The Kingdom of France was a long-time rival of England and then England-centric Great Britain. To name an example of their conflicts, it lost every single one of its North American holdings in 1763 because of the Seven Years’ War, meaning that it was eager for an opportunity to take revenge. Said chance came when Great Britain fell out with its American colonies.
Initially, the French government preferred more covert forms of support. For example, it sold gunpowder as well as ammunition. Similarly, it made French ports available to American ships predating upon British merchant vessels. On top of this, the French government even provided economic assistance. All of which contributed to the Americans’ ability to stay in the war despite Great Britain’s much superior resources.
Some of the French supported the Americans because of genuine conviction. However, the French government was much more cautious, both because of the expected costs and because of the inevitable risks of a conflict with a peer power.

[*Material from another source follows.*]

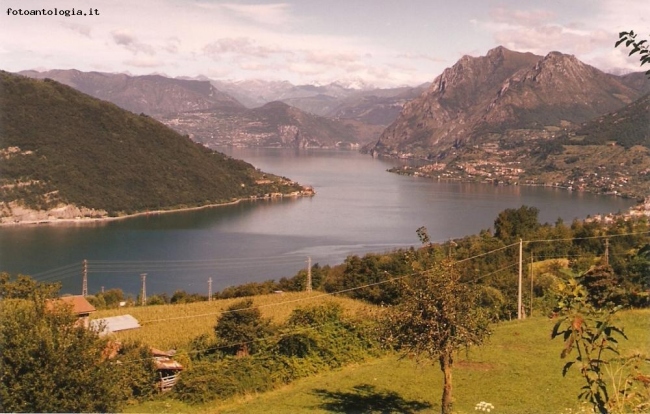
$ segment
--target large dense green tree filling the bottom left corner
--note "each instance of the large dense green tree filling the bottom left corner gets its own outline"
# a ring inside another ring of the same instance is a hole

It wasn’t until the Americans won the Battle of Saratoga in 1777 that the French government realized that they could actually win the war. As such, its choices had been reduced to either abandoning the Americans or giving the Americans full assistance. In the end, it was King Louis XVI who decided on the latter course of action.
The process started with the forming of an alliance on February 6 of 1778, which came complete with France’s formal recognition of the United States of America as an independent country in its own right. Perhaps unsurprisingly, Great Britain reacted with hostility, as shown by the two countries’ declaration of war upon one another.
In April, France sent a fleet to North America under Charles Hector, Comte d’Estaing. The British could’ve intercepted the fleet but refrained because they were concerned that a separate fleet at Brest could be used to launch an invasion of Britain itself, something that was considered by the French but rejected because of the logistical challenges involved.
Besides this, France also won the diplomatic game in this particular conflict. It was able to secure the support of Austria, thus guaranteeing the safety of its continental interests. Furthermore, it was able to secure the support of both Spain and the Dutch Republic. Spain would eventually join the war against Great Britain in 1779, while the Dutch Republic would eventually have Great Britain declare war against it in 1780 because of accusations that it had violated its neutrality.